Steve Jobs, un artista. Un hombre con personalidad de genio creador y que cuidó sus productos del mismo modo que un pintor, músico o escritor se preocupan por su obra y su legado. La idea la plantea Joshua Rothman en The New Yorker. Pero, ¿era en realidad así o solo una estrategia de marketing? 


Un anuncio de Apple del año 97 parece una declaración de intenciones: vemos a Einstein, Luther King, Lennon, Gandhi y Picasso al tiempo que una voz en off les rinde tributo: “los rebeldes, los problemáticos, los que no respetan el statu quo. No estamos de acuerdo con ellos o los glorificamos, pero no podemos ignorarlos porque cambiaron las cosas y empujaron la raza humana hacia adelante. Los llamaban locos, pero nosotros, genios: porque solo los que están lo suficientemente locos para pensar que pueden cambiar el mundo, lo consiguen”.

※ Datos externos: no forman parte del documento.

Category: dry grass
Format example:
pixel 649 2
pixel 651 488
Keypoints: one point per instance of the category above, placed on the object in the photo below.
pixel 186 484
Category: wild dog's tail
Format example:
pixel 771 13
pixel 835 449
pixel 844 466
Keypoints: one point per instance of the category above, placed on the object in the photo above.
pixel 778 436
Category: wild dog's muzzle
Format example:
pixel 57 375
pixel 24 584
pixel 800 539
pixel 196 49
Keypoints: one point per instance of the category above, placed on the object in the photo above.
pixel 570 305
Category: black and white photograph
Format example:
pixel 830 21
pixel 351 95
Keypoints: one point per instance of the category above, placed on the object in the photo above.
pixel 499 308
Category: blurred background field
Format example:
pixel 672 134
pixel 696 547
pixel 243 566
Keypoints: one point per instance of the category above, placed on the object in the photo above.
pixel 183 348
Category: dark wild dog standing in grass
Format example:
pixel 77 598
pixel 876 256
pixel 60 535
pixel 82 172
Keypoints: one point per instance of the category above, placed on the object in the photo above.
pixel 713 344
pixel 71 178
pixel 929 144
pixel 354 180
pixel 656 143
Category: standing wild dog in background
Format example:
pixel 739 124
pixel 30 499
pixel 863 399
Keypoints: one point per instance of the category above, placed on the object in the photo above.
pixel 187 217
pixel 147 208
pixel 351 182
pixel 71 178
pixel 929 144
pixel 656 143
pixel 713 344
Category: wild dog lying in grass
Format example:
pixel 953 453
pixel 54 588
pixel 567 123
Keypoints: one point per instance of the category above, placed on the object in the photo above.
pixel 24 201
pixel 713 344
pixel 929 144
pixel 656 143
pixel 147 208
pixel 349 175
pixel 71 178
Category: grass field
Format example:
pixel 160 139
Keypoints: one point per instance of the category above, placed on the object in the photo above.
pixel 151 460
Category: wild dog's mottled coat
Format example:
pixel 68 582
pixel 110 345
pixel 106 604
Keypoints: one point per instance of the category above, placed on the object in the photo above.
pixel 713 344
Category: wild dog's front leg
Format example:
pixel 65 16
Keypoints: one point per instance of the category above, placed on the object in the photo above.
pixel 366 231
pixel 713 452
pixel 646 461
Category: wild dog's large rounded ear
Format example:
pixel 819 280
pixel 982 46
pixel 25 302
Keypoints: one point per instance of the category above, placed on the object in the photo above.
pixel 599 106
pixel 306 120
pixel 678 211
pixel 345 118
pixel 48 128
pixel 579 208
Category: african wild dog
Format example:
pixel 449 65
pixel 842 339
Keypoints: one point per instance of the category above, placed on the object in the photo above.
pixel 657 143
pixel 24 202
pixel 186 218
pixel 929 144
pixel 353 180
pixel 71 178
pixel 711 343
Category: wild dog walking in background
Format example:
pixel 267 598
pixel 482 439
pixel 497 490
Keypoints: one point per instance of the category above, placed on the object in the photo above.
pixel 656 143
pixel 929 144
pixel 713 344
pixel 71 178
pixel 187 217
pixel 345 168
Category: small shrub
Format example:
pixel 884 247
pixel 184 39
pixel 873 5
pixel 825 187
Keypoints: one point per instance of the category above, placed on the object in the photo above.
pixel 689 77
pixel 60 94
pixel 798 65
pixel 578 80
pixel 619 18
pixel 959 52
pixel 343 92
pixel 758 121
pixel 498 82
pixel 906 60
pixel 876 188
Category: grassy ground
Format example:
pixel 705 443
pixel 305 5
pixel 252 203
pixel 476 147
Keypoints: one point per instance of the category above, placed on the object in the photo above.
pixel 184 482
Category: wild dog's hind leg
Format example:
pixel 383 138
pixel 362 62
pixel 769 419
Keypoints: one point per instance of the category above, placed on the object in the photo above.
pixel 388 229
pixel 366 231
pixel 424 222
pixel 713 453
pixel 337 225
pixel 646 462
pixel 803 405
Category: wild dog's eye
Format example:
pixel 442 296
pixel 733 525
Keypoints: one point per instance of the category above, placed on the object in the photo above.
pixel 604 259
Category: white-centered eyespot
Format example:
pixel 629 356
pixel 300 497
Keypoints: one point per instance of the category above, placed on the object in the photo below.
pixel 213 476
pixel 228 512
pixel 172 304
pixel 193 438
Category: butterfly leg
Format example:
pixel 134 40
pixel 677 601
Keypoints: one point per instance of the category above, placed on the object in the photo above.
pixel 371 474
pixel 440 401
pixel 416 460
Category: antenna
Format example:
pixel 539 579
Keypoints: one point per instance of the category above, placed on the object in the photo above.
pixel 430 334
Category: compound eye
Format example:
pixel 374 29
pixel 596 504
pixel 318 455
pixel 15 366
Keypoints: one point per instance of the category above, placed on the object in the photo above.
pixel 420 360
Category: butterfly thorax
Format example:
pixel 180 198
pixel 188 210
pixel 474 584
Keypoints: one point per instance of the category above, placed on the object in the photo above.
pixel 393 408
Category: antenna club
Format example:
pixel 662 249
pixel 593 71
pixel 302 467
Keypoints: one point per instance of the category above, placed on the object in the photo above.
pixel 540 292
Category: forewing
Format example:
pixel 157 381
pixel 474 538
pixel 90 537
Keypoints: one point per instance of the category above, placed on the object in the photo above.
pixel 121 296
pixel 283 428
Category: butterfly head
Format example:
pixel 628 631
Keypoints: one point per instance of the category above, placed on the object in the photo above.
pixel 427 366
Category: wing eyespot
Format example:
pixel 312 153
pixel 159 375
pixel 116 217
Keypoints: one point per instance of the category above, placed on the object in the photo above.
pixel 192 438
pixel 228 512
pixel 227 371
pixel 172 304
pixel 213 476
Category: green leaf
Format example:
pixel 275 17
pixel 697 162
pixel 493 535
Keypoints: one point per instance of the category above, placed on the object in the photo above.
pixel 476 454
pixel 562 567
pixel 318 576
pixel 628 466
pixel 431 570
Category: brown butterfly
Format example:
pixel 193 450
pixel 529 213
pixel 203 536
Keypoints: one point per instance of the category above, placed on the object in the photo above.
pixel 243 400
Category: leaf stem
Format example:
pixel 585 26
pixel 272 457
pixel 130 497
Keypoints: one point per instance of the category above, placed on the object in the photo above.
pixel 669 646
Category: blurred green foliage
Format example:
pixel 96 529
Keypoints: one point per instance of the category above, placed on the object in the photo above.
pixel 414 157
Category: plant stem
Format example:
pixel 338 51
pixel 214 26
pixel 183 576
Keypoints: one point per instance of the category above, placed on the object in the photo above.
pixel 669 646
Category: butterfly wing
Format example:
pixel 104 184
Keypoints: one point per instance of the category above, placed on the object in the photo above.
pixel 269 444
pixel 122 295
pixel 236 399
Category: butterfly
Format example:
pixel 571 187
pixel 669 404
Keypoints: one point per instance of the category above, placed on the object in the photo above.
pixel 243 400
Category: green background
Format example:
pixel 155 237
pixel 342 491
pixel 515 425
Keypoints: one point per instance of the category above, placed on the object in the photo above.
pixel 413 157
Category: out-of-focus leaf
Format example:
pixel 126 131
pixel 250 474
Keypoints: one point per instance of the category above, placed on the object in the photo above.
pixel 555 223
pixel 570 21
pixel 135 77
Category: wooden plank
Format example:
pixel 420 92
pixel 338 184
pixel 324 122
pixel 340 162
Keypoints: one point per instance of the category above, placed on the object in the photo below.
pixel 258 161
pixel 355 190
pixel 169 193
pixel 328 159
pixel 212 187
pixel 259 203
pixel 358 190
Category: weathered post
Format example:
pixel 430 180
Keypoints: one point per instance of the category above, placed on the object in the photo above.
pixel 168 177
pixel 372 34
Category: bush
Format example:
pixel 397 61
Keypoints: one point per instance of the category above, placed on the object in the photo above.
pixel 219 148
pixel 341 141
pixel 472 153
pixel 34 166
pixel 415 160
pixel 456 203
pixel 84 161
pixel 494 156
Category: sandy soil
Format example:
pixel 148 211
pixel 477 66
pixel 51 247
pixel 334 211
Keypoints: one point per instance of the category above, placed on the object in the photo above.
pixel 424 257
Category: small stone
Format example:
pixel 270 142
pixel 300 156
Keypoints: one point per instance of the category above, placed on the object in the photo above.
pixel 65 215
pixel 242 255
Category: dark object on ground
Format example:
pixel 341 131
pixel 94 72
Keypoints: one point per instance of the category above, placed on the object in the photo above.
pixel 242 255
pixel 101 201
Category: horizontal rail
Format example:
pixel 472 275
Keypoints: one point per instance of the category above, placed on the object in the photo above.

No cuesta mucho aceptar a Steve Jobs como un artista. Creativo y visionario, quería que sus creaciones fueran piezas perfectas. Para él, un dispositivo bien diseñado facilitaba el pensamiento y la creatividad: “una bicicleta para la mente”. Pero dice Rothman que un computador no tiene mensaje, tampoco un punto de vista: por eso se parece más a un instrumento musical que a una sinfonía. No para Jobs: él procuró que sus aparatos se interpusieran, lo menos posible, en el proceso creativo de sus usuarios. Además, creía en una especie de belleza tecnológica que iba más allá del diseño. 


¿Pero puede ser el iPhone una creación artística? Quienes tenemos uno –el que quizá usamos para leer este artículo–, ¿estamos en posesión de una obra maestra? 


Uno de los argumentos para distanciar el smartphone de Apple de una pintura o escultura es que la obra de arte está para ser contemplada e interpretada, mientras que el teléfono inteligente es una herramienta. Esto es fácil de refutar: Miguel Ángel, por ejemplo, no era tanto un artista como un artesano al servicio de la iglesia. La Capilla Sixtina tenía una función tanto utilitaria como estética: además de arte, debía ser un instrumento para evangelizar sobre la Creación y el Juicio final a los fieles que no sabían leer.


El iPhone también se descalifica como arte por su producción masiva. Pero esto se puede discutir a la luz de Walter Benjamin y La obra de arte en la época de su reproductibilidad técnica: aunque una obra dependa de un grupo de personas –el cine o cualquier pieza colectiva– ello no lo priva de su condición. Tampoco su multiplicidad: un libro puede ser arte aunque se imprima un ejemplar o veinte millones. 


Los hitos artísticos son el resultado de un progreso que parte en dos la historia de su disciplina; una ruptura total con lo anterior. La conquista del movimiento en el arte griego, de la perspectiva en el Renacimiento o de la cámara obscura por Vermeer y sus contemporáneos dieron lugar a auténticas obras maestras. La historia del arte es la de la evolución de nuestros modos de ver, pero también de la técnica, además de la conquista de la belleza.


El arte es, asimismo, el depositario del pensamiento, una ventana que nos permite asomarnos a una época. Si miramos un menhir de la Edad de Piedra o a los bisontes de Altamira, no solo vemos una piedra o una imagen en la pared, sino las preocupaciones del hombre de ese tiempo, sus miedos, sus costumbres y su fe. Y así como hoy, en los museos, hay herramientas de la Era de Bronce, tablillas de escritura cuneiforme, papiros egipcios o una Biblia de plata del siglo VI, el iPhone será una pieza de exhibición en el futuro. 


Rothman admite que Jobs, en cuanto artista, fue un integrador: creó algo que es mucho más que la suma de las partes. Sabía que sus aparatos podían destilar energía creativa, comunicar su sensibilidad y ser, en últimas, más que una herramienta: una fuente de inspiración en sí mismos y por derecho propio. 


Cuesta poner al mismo nivel el iPhone y Las Meninas. ¿Pero acaso éste no es también la conquista de la técnica y la belleza, un tour de force, la mezcla del estilo y la visión personal de un genio creador, la consecución de un mito primitivo, un antes y un después, una pieza extraordinaria que resume nuestro ser contemporáneo? Si alguien volviera a hacer ese anuncio del 97, el de los hombres que cambiaron el mundo, Jobs sería, sin duda, uno de los protagonistas.